Grafenrheinfelder Gefangenenchor
„Ihr seid sozusagen der Grafenrheinfelder Gefangenenchor“, verpflichtet Hans Well die Gäste in der gut gefüllten Halle zum Mitsingen. „Pfingsten dahoam“ fängt wie ein launiger Bierzelt-Schunkler an, wächst sich zum Starkregen-Drama aus, in dem schließlich alle Bierzelt-Seligkeit buchstäblich ein Opfer der Fluten wird.
Es darf gelacht und es darf vor allem nachgedacht werden über die scharfsinnigen und dennoch bitterbösen Beobachtungen, die Hans Well zu Liedern gemacht hat. In „Freundschaftsspiel“ werden ehrgeizige Mütter von Fußballzwergen der F-Jugend unbarmherzig aufs Korn genommen. Die Kinder hätten das 0:7 gegen das Nachbardorf vielleicht verkraftet – nicht so die Mütter. Kurzum: Der Fußball, eigentlich da, um soziale Kompetenz und Teamgeist des Nachwuchses zu fördern, wird zur „Völkerschlacht“.
Ein Weisheitszahn weniger, ein Geigensolo mehr
Schmissige Wortspiele „Wenn a Araber am Arber arbat tat“ wechseln sich ab mit schwärzestem Humor. Neben den klassischen Arbeitsgeräten bayerischer Volksmusiker wie Gitarre, Trompete, Tuba und Ziehharmonika kommen auch eine Reihe exotischer Instrumente, mit denen sich zum Beispiel Regen imitieren lässt, zum Einsatz. Dabei erweisen sich alle Wells als erstaunlich vielseitig. Tabea Well, der am gleichen Tag ein Weisheitszahn gezogen wurde, schlägt sich mehr als wacker beim atemberaubenden Geigen-Solo in „Russischer Aufstrich“, und auch das Lied, in dem der „Straßenbahnschienenritzenreiniger“ zum Einsatz kommt, dürfte ihr an diesem Abend schwerer über die Lippen gegangen sein.

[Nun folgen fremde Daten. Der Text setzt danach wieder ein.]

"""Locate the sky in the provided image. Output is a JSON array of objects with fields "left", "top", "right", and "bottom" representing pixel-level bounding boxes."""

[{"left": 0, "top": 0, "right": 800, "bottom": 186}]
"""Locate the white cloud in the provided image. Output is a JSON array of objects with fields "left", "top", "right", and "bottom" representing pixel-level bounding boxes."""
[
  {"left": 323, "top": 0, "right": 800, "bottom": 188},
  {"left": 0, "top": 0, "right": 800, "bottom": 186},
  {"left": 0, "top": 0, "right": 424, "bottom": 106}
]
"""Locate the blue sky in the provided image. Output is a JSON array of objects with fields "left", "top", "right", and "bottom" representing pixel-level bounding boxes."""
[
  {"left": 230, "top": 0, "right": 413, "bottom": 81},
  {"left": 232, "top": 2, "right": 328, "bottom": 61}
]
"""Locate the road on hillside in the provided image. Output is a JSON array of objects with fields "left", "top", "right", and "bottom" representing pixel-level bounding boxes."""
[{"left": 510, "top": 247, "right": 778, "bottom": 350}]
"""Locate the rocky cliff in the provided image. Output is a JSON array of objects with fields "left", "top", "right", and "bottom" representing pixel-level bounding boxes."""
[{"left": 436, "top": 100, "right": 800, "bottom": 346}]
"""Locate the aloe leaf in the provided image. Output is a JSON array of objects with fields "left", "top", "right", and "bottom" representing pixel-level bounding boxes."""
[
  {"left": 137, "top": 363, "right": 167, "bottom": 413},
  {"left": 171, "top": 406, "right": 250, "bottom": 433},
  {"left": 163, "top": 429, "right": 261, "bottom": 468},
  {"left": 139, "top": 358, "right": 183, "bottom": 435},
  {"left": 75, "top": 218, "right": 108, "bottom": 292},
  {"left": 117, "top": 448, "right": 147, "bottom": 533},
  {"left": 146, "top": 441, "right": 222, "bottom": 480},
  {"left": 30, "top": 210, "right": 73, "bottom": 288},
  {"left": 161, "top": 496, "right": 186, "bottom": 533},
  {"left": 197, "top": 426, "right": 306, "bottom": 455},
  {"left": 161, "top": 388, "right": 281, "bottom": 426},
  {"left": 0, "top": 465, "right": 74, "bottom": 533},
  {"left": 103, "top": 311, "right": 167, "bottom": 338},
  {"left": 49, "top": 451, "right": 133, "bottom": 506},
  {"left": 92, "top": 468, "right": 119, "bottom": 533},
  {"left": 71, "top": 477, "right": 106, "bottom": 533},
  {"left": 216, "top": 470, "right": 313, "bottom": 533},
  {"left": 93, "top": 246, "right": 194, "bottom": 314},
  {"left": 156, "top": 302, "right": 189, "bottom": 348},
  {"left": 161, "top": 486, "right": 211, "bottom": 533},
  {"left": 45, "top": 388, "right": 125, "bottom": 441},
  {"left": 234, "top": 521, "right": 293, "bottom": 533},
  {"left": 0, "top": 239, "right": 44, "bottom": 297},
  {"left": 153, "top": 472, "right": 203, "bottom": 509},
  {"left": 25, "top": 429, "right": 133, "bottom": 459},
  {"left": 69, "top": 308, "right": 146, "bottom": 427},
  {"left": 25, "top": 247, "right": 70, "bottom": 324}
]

Und natürlich sind auch Söders Raumfahrt-Pläne zu einem neuen Lied geworden. Die CSU bricht auf ins schwarze Universum, immer auf der Suche nach einem neuen Planeten und einer neuen Heimat für eine absolute Mehrheit.
Die „Wellbappn“ ist wahrlich nicht auf den Mund gefallen, nimmt alles und jeden – und nicht zuletzt sich selbst – aufs Korn. Der Mix aus guter Unterhaltung und humorvoll verpacktem Polit-Kabarett geht auf. Noch eine Lesung, die zum Schluss kommt „Alle erklärten, dass es kein 'Weiter so' geben darf und machten 'Weiter so'“ und dann „Gute Nacht, kommt gut heim“. Hans Well kann die Hemdsärmel wieder runterkrempeln. Der Mann, der vor 40 Jahren mit seinen Brüdern Michael und Christoph Well die „Biermösl Blosn“ gegründet hat, versteht sein Handwerk immer noch – die Botschaften sind angekommen.